Sarah Salvadore, who reported from New Jersey, is a detailed, meticulous researcher, as evidenced by her in-depth look at the downsides of health care sharing ministries (NCR, May 29-June 11). She will be joining Patch.com.
Washington, D.C.-based Jesse Remedios, who actually completed his yearlong internship in January and was subsequently promoted to staff writer for EarthBeat, has graced both publications with his multimedia skills, including this award-winning three-part "Trials of Nonviolence" podcast about the Kings Bay Plowshares. He will begin graduate studies in journalism at Boston University.
We also welcome two new interns this month — again virtually. Madeleine Davison grew up reading NCR thanks to her father's involvement in the Holy Family Catholic Worker in Kansas City, Missouri. She graduated from Syracuse University in New York, where she studied newspaper/online journalism and ran cross-country. She is especially interested in data journalism and recently relocated from Pittsburgh to the Chicago area.

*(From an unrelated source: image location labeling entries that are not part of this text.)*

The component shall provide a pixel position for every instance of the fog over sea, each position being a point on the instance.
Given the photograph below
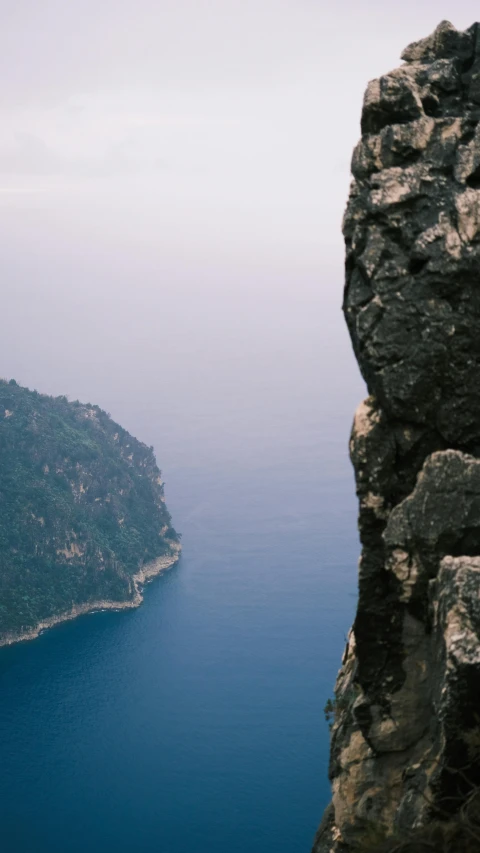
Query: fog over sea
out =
(172, 180)
(196, 722)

Lucy Grindon joins us from the Pacific time zone, reporting from the Los Angeles area. She graduated last year from Middlebury College in Vermont, where she majored in history and minored in Arabic. She also was an opinion editor for the campus newspaper and hosted a show on the campus radio station. Since the pandemic, she has worked for her parish, doing the livestream of Mass plus a midweek podcast.